Doing this for a single file is easy. Simply select Convert|Text Encoding in the menu, choose the “Encode” option, pick UTF-8, and click OK. But the Convert|Text Encoding command does not have an option to do this for all open files. Doing it manually for each file gets tedious very quickly.
Fortunately, you can easily automate this with a simple keystroke macro. Before you begin, activate the first file. Select Macros|Record Macro in the menu to start recording a new macro. Then convert the active file as described in the previous paragraph. Now, select Go|Next File in the menu. Finally, select Macros|Stop Recording in the menu to finish the macro.
Now you can use this macro to convert all open files to UTF-8 at any time. Activate the first file. Select Macros|Organize Macros in the menu. Choose the macro you just recorded. Set the Repeat value to a number that is equal to or greater than the number of files you have open. Set it to 1,000, for example, if you have hundreds of files open. Then click the Play Macro button.

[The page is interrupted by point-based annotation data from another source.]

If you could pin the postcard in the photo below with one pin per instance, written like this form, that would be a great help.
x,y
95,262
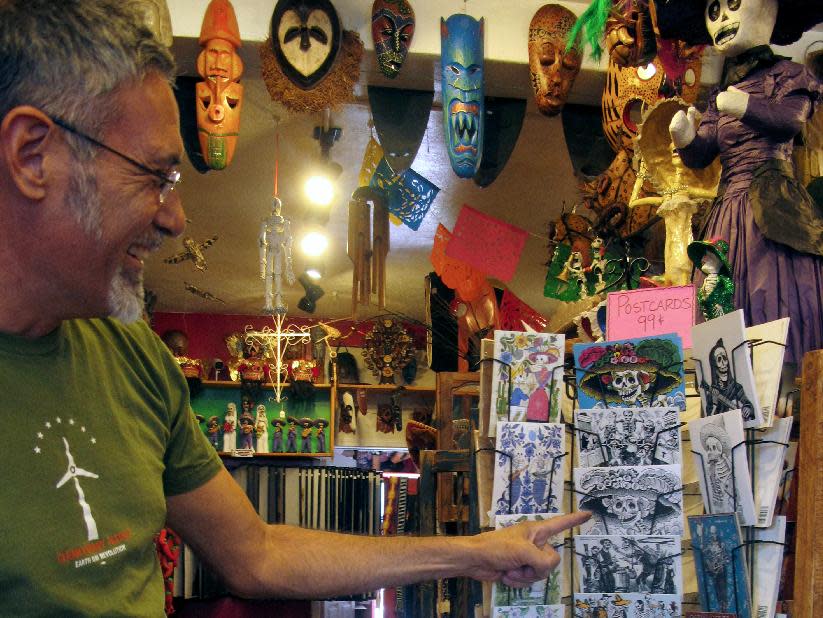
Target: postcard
x,y
528,469
768,554
632,373
767,363
613,564
722,579
528,376
533,611
721,464
546,592
769,456
630,500
627,437
626,605
724,369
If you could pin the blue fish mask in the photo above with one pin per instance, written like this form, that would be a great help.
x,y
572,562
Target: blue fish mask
x,y
461,60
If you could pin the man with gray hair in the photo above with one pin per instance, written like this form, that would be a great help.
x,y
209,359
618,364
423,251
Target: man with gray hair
x,y
109,451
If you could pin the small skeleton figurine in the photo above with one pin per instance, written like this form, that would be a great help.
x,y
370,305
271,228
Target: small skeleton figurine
x,y
261,430
275,246
277,436
321,425
213,430
229,428
716,295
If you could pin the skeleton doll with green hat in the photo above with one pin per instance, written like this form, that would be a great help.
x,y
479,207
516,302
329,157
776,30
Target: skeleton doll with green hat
x,y
716,295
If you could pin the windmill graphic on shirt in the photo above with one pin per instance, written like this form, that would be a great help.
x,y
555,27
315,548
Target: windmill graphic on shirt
x,y
71,474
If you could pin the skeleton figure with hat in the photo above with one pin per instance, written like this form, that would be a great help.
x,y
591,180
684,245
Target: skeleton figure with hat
x,y
716,295
774,228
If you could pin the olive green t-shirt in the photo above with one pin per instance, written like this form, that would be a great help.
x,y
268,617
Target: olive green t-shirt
x,y
98,430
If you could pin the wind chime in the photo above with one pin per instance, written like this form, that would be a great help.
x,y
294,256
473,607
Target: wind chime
x,y
368,246
275,254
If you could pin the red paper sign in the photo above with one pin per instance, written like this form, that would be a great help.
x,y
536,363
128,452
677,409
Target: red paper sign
x,y
651,311
488,244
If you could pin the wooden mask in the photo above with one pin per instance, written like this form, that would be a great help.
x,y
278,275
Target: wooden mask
x,y
392,29
461,61
552,69
219,97
306,36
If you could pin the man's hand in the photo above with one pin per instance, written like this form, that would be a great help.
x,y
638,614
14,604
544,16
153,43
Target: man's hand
x,y
521,554
683,127
733,102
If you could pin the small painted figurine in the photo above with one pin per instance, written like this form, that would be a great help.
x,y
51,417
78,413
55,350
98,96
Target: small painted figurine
x,y
277,435
247,429
305,435
321,425
229,428
261,430
275,249
291,445
716,294
213,431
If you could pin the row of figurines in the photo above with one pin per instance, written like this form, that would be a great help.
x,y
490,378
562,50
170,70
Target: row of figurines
x,y
253,431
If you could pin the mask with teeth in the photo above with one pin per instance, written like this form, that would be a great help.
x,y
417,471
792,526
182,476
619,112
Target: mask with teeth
x,y
736,26
392,28
552,69
461,60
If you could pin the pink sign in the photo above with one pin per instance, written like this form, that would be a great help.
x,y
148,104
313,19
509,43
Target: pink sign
x,y
648,312
488,244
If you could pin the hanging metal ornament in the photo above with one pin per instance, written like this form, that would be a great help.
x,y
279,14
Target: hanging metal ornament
x,y
392,29
305,37
461,61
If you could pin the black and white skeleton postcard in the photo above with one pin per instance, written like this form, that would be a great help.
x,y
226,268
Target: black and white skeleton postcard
x,y
627,437
724,370
637,500
721,465
650,564
628,605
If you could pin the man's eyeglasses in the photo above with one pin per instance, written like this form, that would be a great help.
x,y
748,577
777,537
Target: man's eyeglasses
x,y
169,178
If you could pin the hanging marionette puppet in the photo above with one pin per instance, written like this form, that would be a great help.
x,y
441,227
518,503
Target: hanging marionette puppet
x,y
461,61
275,253
774,228
220,96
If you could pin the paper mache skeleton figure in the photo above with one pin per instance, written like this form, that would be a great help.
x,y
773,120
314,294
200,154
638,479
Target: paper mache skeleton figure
x,y
275,255
724,393
230,428
719,468
716,294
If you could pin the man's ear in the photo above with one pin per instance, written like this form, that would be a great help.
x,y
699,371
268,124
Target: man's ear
x,y
25,138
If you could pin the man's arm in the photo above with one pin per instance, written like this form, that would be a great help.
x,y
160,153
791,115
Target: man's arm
x,y
260,560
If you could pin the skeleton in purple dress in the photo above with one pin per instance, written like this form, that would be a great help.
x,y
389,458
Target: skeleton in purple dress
x,y
773,227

The macro will be played back exactly as many times as you have files open, even if you specified a greater number of repetitions. The reason is that Go|Next File is aware whether it is being played back by a macro. Go|Next File automatically stops macro playback when a macro tries to play back this command when the last file is already active. So by recording Go|Next File as the last command in a macro, you can make the macro process all files, and have it stop after the last file was processed.